講師は、第2回に引き続き、ヒートアイランド現象など都市の熱環境問題に詳しい(株)タム地域環境研究所の岡田信行さん。港区の詳細な地図とデータをもとに、都市の熱環境について解説しました。

岡田さんは、まず、都市の熱環境対策の立案手法として、ドイツの事例を紹介。地形や気候を反映した地図クリマアトラスをもとに町の人々全体で課題を分析し、共有して考えることで、効果的な対策を打ち出していることを説明しました。

対策はどうする?受講生の議論は盛り上がりました
対策はどうする?受講生の議論は盛り上がりました

そして、それにならって、受講生が自ら港区での対策を考えるワークショップを行ないました。各地区の詳細な地図をもとに、気温が高い場所、低い場所を分析。高い場所の気温を下げるには?風通しをよくするには?気温が低い場所を維持するには? など、参加者同士で討議して対策を考えました。

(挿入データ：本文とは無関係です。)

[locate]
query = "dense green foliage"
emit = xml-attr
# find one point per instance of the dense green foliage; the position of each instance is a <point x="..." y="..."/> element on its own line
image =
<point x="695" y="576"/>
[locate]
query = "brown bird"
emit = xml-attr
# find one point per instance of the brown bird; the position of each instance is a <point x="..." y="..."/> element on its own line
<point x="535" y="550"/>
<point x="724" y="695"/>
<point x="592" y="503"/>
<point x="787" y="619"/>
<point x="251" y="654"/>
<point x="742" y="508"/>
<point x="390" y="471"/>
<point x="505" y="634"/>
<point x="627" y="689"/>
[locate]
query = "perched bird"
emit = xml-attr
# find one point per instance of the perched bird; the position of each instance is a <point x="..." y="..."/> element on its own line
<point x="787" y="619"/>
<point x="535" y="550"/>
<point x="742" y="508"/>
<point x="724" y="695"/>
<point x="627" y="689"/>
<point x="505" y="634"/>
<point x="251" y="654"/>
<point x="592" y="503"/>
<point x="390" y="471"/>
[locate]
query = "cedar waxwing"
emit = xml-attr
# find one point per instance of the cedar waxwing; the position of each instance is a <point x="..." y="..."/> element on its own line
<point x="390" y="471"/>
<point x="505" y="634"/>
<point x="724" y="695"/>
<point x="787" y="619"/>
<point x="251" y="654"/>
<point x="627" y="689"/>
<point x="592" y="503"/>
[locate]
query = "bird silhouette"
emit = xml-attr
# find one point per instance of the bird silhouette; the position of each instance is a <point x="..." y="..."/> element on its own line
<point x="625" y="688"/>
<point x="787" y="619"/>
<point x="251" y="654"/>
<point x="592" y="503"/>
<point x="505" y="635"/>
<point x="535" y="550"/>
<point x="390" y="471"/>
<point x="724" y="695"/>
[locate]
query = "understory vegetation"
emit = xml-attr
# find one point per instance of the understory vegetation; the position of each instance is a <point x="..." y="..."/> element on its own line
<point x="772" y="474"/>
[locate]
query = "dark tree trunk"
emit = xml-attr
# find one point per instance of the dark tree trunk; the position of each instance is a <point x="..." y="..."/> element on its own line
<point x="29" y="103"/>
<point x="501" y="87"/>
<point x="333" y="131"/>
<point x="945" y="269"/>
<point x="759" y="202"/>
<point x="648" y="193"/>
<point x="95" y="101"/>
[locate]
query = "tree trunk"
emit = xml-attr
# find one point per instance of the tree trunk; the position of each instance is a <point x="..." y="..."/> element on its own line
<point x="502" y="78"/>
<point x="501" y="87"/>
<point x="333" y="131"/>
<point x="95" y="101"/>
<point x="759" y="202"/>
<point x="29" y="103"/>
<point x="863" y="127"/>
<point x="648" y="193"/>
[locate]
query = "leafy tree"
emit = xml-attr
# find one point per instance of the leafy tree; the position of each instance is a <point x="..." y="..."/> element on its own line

議論は盛り上がり、各グループの発表では、「川の水をもっと多く流す施策をとる」「街路樹を増やす」「高層化を抑止」「ゾーニングする」など、様々な提言が出されました。

まとめとして、岡田さんは、「大きな共通点」を確認する事が大変重要として、町づくりに携わる人々が、立場や世代を超えて熱環境に関する情報や課題を共有し、連帯感を持って取り組む事が大切だと説きました。

今回は、都市計画の専門的な地図を扱い、町づくりを考えるという難しい設定でしたが、それにも関わらず、受講生の皆さんが終始積極的に意見を交わしていた姿が印象的で、応用編ならではの意識の高さが表れていたように思えました。